UCB did immediately respond for a request for comment this morning.
It is the ninth drug manufacturer out of 17 with such a policy to get a 340B enforcement letter from the U.S. Health Resources and Services Administration. HRSA has referred seven of the nine to the U.S. Health and Human Services Department (HHS) Office of Inspector General (OIG) for possible imposition of CMPs. OIG has penalized none to date. Groups that represent 340B covered entities have been urging HHS to impose the fines and to weigh terminating Medicaid and Medicare Part B reimbursement for the companies’ drugs.
A bipartisan group of six U.S. House members is collecting signatures for a letter urging HHS Secretary Xavier Becerra, HHS Inspector General Christi Grimm, and HRSA Administrator Carole Johnson to impose CMPs against all drug manufacturers that unlawfully overcharge 340B entities.

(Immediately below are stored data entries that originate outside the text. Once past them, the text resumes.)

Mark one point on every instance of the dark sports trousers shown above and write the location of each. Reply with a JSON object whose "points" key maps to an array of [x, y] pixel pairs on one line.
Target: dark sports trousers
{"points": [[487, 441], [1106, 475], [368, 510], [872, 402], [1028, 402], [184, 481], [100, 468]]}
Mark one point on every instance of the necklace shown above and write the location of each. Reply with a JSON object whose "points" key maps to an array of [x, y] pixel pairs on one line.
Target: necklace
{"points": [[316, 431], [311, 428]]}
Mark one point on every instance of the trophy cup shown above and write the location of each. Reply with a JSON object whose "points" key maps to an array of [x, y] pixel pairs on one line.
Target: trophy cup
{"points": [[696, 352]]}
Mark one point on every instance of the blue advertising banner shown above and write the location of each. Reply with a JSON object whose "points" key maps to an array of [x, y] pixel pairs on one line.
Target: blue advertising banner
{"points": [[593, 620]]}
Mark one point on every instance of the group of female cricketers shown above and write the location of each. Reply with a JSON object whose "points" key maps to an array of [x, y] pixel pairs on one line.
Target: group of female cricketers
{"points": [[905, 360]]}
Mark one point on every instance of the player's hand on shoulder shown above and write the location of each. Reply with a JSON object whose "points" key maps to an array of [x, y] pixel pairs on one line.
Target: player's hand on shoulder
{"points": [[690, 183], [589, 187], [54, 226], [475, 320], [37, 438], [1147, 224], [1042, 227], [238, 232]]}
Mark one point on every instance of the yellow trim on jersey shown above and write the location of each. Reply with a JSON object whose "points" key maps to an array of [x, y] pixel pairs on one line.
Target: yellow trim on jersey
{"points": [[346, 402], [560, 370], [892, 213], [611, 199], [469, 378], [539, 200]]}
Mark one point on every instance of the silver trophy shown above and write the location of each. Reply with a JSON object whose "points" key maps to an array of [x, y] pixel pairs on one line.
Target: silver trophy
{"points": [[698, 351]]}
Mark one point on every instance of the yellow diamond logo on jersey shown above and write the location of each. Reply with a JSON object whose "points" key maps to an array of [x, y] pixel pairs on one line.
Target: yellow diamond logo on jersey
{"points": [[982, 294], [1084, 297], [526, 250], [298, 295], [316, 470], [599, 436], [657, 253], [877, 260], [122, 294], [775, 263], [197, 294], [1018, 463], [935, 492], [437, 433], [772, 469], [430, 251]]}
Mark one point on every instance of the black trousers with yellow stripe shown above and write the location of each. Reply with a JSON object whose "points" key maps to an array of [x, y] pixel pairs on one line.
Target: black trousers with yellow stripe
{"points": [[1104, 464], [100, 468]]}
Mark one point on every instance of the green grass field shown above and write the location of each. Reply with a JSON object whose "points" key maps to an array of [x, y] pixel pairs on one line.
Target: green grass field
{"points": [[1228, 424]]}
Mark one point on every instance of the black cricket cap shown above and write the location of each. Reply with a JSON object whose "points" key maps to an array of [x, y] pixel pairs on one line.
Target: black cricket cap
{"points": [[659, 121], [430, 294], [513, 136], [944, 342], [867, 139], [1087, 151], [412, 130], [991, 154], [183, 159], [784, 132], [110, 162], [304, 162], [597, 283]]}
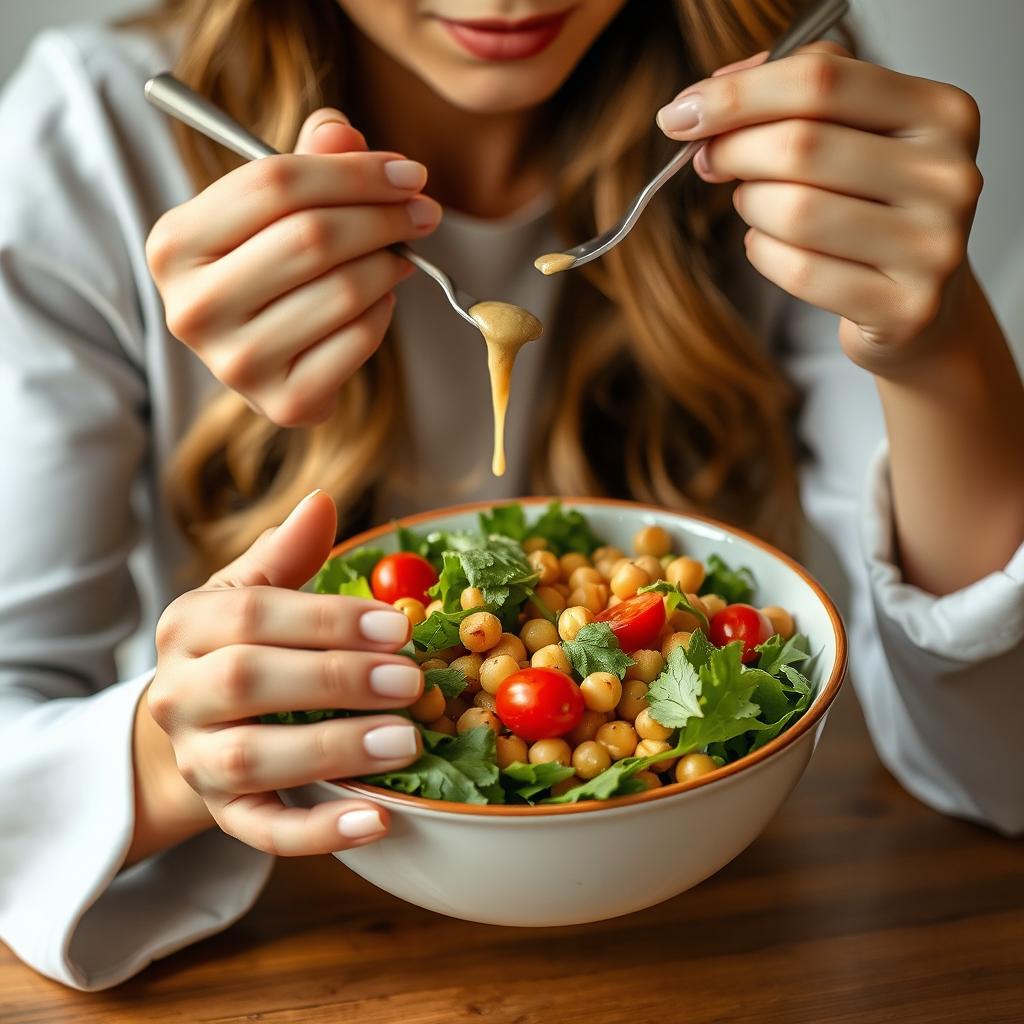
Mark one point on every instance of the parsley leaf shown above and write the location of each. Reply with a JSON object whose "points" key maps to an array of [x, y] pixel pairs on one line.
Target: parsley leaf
{"points": [[460, 768], [346, 569], [596, 649], [564, 529], [676, 600], [450, 681], [535, 778], [675, 696], [733, 586]]}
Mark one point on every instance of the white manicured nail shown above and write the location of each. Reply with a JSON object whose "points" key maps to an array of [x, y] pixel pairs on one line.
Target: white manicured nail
{"points": [[384, 627], [391, 742], [398, 681], [359, 824]]}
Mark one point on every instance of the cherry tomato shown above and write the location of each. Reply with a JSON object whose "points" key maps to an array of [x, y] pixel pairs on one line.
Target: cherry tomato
{"points": [[402, 574], [539, 704], [740, 622], [636, 622]]}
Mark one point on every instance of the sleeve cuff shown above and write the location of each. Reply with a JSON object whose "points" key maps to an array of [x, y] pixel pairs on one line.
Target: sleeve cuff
{"points": [[980, 622], [69, 911]]}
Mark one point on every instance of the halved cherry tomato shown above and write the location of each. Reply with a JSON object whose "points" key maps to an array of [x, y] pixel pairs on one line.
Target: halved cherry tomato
{"points": [[636, 622], [402, 574], [740, 622], [538, 704]]}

In a May 2 letter, Senate Finance Committee ranking Republican Chuck Grassley (Iowa) asked Grimm if OIG “plans to take enforcement action against these drug manufacturers.”
HRSA Administrator Johnson signed yesterday’s letter to UCB.
Effective Dec. 13, 2021, the Belgian drug manufacturer stopped shipping 340B replenishment orders to hospital covered entity contract pharmacies. It lets hospitals lacking an in-house pharmacy designate one outside pharmacy for bill to / ship to orders. Grantee covered entities are exempt from the restrictions.
Merck was the last manufacturer that restricts the use of 340B contract pharmacies to get an enforcement letter from HRSA.